A Multimodal Recaptioning Framework to Account for Perceptual Diversity Across Languages in Vision-Language Modeling
Buettner, Kyle, Emmerson, Jacob T., Kovashka, Adriana
When captioning an image, people describe objects in diverse ways, such as by using different terms and/or including details that are perceptually noteworthy to them. Descriptions can be especially unique across languages and cultures. Modern vision-language models (VLMs) gain understanding of images with text in different languages often through training on machine translations of English captions. However, this process relies on input content written from the perception of English speakers, leading to a perceptual bias. In this work, we outline a framework to address this bias.
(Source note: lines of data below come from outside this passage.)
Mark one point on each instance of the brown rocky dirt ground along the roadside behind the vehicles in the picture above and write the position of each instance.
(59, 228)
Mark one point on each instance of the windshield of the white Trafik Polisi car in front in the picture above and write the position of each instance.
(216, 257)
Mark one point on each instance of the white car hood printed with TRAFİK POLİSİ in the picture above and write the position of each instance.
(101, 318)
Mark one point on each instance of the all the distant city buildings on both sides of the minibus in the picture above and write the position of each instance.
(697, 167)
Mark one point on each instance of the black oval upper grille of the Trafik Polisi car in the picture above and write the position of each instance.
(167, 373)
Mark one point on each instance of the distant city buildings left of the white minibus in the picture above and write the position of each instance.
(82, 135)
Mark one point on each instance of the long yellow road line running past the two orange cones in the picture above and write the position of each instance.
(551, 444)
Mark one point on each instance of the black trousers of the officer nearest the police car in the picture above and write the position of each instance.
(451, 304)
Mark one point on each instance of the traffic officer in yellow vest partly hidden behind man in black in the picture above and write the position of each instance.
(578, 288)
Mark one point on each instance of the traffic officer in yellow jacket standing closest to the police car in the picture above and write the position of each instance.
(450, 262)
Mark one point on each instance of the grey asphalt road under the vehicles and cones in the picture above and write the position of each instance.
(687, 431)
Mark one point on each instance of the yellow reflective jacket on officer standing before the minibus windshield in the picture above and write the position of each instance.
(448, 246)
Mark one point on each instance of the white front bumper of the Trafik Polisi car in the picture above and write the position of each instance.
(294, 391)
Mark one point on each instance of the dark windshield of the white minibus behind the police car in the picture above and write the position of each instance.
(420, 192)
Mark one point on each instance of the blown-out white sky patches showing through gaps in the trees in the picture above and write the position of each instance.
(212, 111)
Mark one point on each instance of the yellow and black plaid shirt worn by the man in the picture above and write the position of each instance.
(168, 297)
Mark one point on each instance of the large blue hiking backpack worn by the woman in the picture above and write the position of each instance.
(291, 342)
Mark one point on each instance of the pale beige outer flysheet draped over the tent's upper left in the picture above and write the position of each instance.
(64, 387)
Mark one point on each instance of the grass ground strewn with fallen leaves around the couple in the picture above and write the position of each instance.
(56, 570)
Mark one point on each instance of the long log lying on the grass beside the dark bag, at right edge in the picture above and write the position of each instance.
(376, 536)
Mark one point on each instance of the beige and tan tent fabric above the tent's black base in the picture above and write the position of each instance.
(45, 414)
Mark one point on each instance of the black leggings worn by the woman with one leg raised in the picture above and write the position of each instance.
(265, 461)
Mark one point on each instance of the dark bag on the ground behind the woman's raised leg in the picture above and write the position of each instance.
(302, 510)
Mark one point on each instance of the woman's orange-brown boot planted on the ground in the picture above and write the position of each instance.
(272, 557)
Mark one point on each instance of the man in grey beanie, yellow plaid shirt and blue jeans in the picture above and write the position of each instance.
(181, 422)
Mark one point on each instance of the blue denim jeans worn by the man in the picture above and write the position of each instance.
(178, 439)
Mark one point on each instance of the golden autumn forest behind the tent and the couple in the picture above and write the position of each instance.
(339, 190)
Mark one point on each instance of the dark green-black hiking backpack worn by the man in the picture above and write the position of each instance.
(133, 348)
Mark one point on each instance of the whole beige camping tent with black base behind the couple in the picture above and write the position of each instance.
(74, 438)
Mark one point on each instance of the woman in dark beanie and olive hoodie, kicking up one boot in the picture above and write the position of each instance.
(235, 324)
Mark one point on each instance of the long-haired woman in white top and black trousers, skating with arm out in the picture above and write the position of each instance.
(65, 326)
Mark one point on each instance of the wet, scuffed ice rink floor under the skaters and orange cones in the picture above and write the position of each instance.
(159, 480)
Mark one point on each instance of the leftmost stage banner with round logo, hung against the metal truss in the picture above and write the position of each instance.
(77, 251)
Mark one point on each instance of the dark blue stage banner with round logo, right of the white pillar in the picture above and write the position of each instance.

We specifically use a small amount of native speaker data, nearest-neighbor example guidance, and multimodal LLM reasoning to augment captions to better reflect descriptions in a target language. When adding the resulting rewrites to multilingual CLIP finetuning, we improve on German and Japanese text-image retrieval case studies (up to +3.5 mean recall, +4.4 on native vs. translation errors). We also propose a mechanism to build understanding of object description variation across languages, and offer insights into cross-dataset and cross-language generalization.